A Friday Halloween is a special gift, relieving parents of the urgent need to nudge sugar-energized trick-or-treaters to bed for school the next day. It’s a nice windfall, although Friday nights in south Louisiana during the autumn mean high school football, too.
Balancing the demands of the gridiron with trick-or-treating hours will be a challenge, we know, but south Louisiana residents have long experience when it comes to juggling several varieties of fun at once. We trust that our friends and neighbors are up to the job.
Halloween lightens the heart in other ways in south Louisiana this year. October is ending, marking the home stretch in hurricane season. The state’s been lucky on that score in 2014, escaping major storm activity so far.

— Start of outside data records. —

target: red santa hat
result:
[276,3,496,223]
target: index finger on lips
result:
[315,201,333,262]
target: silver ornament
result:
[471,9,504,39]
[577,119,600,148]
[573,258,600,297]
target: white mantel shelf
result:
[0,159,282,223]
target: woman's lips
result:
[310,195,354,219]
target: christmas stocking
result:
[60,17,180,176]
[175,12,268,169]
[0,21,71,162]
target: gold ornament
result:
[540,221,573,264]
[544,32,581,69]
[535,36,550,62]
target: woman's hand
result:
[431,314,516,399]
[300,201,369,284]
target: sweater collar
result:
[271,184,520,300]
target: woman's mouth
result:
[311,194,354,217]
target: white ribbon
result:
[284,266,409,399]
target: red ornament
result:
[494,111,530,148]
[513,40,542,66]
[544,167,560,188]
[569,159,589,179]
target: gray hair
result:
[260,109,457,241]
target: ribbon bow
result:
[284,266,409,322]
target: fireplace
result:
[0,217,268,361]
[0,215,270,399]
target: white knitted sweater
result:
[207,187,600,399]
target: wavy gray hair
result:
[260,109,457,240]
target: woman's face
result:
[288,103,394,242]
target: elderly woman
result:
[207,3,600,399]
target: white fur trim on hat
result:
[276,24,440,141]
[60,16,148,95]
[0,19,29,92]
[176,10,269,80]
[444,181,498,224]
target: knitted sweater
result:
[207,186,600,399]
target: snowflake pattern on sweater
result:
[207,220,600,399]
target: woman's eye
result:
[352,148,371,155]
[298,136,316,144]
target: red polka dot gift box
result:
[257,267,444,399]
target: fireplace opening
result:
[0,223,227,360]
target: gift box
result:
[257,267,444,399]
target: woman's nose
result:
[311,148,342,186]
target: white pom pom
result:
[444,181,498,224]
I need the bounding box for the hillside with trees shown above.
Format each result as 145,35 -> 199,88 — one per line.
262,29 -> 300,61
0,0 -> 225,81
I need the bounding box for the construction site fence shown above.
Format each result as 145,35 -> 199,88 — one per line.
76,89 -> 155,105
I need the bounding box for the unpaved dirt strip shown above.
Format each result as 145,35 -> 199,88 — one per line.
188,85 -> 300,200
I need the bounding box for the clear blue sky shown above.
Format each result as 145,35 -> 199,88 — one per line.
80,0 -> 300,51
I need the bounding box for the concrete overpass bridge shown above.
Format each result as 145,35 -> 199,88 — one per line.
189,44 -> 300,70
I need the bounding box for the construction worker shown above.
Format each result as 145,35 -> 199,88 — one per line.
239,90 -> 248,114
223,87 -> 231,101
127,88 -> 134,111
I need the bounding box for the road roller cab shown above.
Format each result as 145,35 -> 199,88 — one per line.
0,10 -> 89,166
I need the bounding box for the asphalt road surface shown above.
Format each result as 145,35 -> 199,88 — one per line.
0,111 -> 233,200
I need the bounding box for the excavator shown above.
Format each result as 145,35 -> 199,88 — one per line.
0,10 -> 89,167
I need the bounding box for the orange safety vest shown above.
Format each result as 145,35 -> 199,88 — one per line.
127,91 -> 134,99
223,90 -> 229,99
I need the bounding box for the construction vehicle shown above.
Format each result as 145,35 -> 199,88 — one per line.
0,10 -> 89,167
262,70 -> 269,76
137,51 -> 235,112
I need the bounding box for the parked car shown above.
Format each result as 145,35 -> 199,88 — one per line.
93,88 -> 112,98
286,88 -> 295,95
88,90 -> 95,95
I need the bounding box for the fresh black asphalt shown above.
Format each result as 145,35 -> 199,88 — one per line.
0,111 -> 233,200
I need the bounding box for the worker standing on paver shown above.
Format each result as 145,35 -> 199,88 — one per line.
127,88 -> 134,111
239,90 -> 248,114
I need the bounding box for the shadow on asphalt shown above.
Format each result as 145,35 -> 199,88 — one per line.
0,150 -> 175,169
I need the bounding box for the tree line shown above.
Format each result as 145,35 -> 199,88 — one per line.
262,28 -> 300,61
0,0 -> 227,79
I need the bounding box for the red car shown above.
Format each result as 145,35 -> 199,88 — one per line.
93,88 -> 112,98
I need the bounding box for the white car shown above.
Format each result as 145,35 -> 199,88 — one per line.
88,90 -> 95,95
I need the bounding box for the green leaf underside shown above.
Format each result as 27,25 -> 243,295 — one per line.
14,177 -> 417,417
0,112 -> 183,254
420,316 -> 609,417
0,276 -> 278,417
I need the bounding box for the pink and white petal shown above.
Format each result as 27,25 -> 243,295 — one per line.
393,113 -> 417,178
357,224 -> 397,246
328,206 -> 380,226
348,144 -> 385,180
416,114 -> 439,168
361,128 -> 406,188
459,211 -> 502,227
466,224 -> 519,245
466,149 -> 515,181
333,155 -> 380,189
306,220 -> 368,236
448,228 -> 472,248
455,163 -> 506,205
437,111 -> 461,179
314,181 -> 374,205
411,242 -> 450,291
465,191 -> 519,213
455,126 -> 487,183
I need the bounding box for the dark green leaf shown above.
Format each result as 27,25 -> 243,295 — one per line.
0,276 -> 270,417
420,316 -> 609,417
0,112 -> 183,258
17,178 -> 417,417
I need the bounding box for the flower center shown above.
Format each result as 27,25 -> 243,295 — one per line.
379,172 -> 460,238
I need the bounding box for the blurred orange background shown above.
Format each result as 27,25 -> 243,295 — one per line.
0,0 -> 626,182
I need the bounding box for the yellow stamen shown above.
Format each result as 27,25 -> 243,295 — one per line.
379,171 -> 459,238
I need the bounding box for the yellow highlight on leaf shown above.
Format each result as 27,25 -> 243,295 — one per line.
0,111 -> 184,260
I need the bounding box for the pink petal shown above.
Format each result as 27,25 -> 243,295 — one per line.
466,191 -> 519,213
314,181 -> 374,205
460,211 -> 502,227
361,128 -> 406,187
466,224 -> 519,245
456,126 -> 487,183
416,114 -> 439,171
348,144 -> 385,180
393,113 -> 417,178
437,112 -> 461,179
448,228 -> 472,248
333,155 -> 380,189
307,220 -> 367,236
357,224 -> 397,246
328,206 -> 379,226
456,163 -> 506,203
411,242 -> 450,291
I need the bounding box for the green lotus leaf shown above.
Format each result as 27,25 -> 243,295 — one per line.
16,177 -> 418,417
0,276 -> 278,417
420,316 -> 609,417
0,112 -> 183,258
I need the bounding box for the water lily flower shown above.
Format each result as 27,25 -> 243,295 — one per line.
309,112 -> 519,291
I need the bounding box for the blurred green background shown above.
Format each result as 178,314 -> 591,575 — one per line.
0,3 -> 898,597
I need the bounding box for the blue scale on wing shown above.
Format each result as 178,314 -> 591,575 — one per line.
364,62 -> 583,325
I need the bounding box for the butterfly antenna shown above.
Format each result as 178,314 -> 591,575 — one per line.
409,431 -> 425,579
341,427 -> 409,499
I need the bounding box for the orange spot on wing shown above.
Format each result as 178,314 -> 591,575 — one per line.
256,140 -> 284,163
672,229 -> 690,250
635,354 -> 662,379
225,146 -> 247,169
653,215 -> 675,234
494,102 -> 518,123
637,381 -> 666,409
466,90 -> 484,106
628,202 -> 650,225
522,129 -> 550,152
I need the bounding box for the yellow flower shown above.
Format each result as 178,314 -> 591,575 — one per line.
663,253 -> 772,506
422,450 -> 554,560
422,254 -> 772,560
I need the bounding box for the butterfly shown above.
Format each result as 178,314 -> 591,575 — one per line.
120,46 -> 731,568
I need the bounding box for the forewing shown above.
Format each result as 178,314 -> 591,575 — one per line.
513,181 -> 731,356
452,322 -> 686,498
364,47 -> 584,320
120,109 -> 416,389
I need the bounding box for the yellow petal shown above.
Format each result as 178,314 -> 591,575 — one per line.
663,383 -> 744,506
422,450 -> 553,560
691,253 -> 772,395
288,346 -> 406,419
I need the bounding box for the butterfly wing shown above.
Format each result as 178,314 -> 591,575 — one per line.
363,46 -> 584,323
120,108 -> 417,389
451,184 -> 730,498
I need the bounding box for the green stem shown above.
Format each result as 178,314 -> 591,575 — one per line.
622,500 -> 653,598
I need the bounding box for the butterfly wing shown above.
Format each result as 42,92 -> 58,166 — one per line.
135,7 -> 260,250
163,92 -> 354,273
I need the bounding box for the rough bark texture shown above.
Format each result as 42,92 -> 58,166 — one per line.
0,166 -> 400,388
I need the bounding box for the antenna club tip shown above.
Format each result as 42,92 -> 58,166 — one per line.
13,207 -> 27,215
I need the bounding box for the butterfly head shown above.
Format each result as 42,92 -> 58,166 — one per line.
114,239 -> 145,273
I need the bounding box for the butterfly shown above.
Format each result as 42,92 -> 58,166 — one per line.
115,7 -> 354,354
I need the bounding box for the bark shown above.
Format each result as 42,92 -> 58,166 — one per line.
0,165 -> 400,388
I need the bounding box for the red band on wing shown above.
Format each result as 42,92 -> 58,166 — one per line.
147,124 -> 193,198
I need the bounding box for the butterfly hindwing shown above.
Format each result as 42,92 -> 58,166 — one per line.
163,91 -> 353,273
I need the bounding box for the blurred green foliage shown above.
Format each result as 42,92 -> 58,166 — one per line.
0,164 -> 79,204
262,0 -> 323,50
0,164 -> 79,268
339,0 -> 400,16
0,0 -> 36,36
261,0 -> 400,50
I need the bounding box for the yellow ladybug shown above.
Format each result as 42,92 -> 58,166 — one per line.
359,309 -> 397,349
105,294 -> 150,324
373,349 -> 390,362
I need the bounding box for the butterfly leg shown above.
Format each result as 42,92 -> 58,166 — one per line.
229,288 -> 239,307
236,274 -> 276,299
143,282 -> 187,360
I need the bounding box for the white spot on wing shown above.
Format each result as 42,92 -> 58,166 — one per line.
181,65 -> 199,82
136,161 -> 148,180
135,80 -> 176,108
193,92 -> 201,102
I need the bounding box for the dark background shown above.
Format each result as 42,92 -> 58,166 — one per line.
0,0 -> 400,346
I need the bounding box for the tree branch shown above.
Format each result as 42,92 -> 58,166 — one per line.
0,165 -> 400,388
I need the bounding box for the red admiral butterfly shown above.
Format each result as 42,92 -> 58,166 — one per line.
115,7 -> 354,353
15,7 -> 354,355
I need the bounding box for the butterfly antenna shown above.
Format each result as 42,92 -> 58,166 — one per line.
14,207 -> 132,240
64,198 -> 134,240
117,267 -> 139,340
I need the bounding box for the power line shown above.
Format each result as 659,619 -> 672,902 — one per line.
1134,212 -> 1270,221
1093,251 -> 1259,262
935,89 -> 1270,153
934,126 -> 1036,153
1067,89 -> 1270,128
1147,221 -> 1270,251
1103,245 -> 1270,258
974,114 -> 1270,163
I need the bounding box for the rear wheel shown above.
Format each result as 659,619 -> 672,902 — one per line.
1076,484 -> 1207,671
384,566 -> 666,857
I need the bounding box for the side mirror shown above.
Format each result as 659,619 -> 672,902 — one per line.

The arrival of November, typically a quiet time for hurricanes, increases the hope that we’ll be free of big storms the rest of the year.
Halloween offers a much-needed respite from political season this year, and who doesn’t need a break from the campaign noise about now? We know, of course, that politics will work its way into tonight’s Halloween frivolity to some degree. Rubber masks mocking the politician du jour, whether it’s President Barack Obama or Sarah Palin, have long been a tradition of the holiday.
The freedom to poke fun at those in power — and those who aspire to power — is a sign of a healthy democracy, and we look forward to that kind of tomfoolery each Oct. 31.
We know, too, that Halloween begins the especially intense period of caloric indulgence that takes us through Thanksgiving, Christmas and New Year’s Eve — an eat fest that tapers off, if only briefly, on Jan. 1, that solemn day of resolutions to be good. We applaud dietary restraint, although we realize, in south Louisiana, that temptation looms especially large.
We wish everyone a safe and happy Halloween, and we remind motorists to be cautious as streets fill with trick-or-treaters. Halloween should be an escape from tragedy, not an occasion for it.